Abstract 14549: Impact of Ventricular Fibrillation on In-Hospital Mortality and Long-Term Mortality After Myocardial Infarction: The FAST-MI Registry
Little data exists in the contemporary era on the impact of ventricular fibrillation (VF) at the acute stage of AMI on early and long-term outcomes. We analysed the impact of in-hospital VF on in-hospital mortality and 3-year survival in hospital survivors of the FAST-MI registry, which included patients hospitalized within 48 hours of onset of AMI in France in 2005. Overall, 3670 patients were included, of whom 75 (2.0%) developed VF. Patients with VF were younger (63±15 vs 67±14 years, p<0.001), had a higher GRACE risk score (166 ±45 vs 149±37, p<0.001), and had more frequently STEMI (73% vs 50%, p<0.001). They were more frequently current smokers (45% vs 29%, p=0.002). In-hospital death was 25% in patients with, vs 5% in those without VF (p<0.001).

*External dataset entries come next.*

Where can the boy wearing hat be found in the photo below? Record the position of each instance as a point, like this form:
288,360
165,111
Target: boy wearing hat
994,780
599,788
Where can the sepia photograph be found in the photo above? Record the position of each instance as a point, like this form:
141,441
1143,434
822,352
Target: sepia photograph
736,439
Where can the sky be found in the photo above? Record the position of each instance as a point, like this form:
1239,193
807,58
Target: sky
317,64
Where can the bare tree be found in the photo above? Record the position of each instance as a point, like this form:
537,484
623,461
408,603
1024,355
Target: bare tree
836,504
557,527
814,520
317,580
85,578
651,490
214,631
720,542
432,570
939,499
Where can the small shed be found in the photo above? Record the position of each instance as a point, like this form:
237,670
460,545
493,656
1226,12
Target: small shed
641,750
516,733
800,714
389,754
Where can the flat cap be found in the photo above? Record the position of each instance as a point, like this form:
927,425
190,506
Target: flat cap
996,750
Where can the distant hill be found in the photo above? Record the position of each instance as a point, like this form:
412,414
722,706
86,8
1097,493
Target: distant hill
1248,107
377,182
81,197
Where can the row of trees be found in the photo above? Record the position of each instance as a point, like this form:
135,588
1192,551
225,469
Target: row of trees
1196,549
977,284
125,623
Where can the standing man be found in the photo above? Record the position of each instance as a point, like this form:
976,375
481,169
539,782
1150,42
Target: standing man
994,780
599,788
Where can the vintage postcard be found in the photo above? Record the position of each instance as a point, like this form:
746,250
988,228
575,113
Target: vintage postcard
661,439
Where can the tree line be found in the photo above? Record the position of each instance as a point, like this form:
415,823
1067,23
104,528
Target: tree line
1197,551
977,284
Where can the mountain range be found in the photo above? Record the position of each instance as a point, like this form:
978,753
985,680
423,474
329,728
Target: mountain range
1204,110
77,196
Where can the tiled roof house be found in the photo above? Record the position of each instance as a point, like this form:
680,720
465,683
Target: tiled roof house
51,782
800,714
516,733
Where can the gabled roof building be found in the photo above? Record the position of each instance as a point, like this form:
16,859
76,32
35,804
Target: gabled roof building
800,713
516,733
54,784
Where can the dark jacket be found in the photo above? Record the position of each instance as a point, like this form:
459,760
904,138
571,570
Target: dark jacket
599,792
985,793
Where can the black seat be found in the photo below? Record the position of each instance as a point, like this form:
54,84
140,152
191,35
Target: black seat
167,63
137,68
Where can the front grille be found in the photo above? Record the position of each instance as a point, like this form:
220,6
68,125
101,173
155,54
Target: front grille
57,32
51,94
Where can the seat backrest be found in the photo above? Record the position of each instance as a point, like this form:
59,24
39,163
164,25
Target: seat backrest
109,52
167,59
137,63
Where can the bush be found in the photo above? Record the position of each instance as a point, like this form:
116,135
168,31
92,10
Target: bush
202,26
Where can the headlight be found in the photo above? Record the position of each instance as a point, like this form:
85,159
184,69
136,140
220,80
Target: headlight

In logistic regression analyses including baseline characteristics and management variables, VF was independently associated with a major risk of in-hospital death (OR 6.16 [3.09-12.26]). In the 3463 hospital survivors, however, 3-year survival was 91% in patients with VF versus 82% in patients without VF (p=0.09). Cox multivariate analysis was used to determine predictors of 3-year mortality and covariates included age, sex, risk factors, comorbidities, type of AMI, CAD extent, use of PCI, use of CABG, in-hospital complications, and discharge medications. The adjusted HR for 3-year death in hospital survivors having developed VF initially was 0.49 (0.18-1.32), p=0.15. Even in patients not receiving beta-blockers at discharge (n=746), VF at the acute stage was not a predictor of higher 3-year mortality (HR 1.14 [0.15-8.80]).
Conclusion: Patients developing VF at the acute stage of AMI are at higher risk of in-hospital mortality. Beyond the acute phase, however, acute VF is not a marker of long-term mortality.
- © 2011 by American Heart Association, Inc.